S4 Capital shares plummett almost 20 per cent after Sir Martin Sorrell’s firm hit by tech slowdown
Sir Martin Sorrell’s digital marketing giant S4 Capital provided a disappointing update for the second quarter, as its shares plummeted off the back of a tech slowdown.
The company said its net revenue was below budget in the last few months due to the economic climate, with the technology sector hit particularly hard.
Following the disappointing results, its shares plummeted 26 per cent at the open before finally moving to around 18 per cent by 11am.
In the longer term it was more optimistic, saying there were “longer sales cycles”, with its like-for-like net revenue growth expected to be around five per cent for the first half of the year.
It said its “slower top-line growth” meant its earnings margin was also below budget, but was still ahead of the previous year, after recovery from the pandemic.
S4. whose chair is Sir Martin Sorrell, also suggested there may be job losses, saying it would maintain a “disciplined approach to cost management, including headcount and discretionary cost”.
It massively reduced its target of like-for-like net revenue growth to 2-4 per cent down from 6-10 per cent previously.

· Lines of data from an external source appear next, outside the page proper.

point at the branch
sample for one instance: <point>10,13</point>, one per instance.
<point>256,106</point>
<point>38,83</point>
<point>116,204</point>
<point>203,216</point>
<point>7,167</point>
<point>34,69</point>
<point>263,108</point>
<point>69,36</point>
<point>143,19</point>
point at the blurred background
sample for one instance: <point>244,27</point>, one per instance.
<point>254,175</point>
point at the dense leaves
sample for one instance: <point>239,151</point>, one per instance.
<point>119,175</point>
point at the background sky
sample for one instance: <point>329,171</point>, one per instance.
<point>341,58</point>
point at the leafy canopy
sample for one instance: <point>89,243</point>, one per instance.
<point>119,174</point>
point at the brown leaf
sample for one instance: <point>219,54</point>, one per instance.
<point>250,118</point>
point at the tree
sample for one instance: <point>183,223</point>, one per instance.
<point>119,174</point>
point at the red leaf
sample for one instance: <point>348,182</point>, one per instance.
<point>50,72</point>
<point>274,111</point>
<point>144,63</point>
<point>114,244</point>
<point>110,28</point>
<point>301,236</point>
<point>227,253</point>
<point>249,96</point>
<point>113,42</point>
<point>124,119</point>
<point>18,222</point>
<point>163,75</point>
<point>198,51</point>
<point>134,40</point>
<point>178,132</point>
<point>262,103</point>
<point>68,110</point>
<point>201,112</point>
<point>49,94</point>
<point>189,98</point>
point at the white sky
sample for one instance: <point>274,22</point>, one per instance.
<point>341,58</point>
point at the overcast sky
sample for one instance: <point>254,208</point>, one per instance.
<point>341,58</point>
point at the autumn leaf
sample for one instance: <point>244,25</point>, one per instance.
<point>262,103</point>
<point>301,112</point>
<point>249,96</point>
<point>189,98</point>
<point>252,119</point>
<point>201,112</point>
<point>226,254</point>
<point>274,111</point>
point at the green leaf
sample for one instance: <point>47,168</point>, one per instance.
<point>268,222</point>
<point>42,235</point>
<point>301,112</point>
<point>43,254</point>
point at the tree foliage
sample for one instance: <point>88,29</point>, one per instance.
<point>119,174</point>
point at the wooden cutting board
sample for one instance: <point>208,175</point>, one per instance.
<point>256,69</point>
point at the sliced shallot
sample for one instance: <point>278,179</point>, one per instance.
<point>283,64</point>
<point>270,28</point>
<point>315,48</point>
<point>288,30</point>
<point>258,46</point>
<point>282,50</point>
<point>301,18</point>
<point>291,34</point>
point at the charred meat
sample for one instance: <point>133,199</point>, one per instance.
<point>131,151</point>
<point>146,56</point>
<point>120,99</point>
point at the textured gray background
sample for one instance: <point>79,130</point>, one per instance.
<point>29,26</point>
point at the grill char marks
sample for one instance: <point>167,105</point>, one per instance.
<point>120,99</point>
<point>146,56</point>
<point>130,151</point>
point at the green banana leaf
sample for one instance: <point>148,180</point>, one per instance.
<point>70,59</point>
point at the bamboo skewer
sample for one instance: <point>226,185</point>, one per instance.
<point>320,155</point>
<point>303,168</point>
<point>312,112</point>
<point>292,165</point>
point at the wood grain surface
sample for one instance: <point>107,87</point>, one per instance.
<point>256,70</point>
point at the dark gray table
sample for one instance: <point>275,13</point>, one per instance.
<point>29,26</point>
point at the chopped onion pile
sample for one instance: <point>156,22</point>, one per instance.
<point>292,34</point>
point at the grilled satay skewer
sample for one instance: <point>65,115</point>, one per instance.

It added that its earnings margin target had also been downsized to 14.5-15.5 per cent, down from 15-16 per cent.
Looking ahead to the rest of the year, the Sorrell- run firm said technology services “performed well” while its digital and data wing had seen “growth slow” on last year.
It said the net debt as of 30 June was at £115m, and it’s expected to rise by the end of the year to between £180-220m.
It will release its results for the first half of 2022 in September.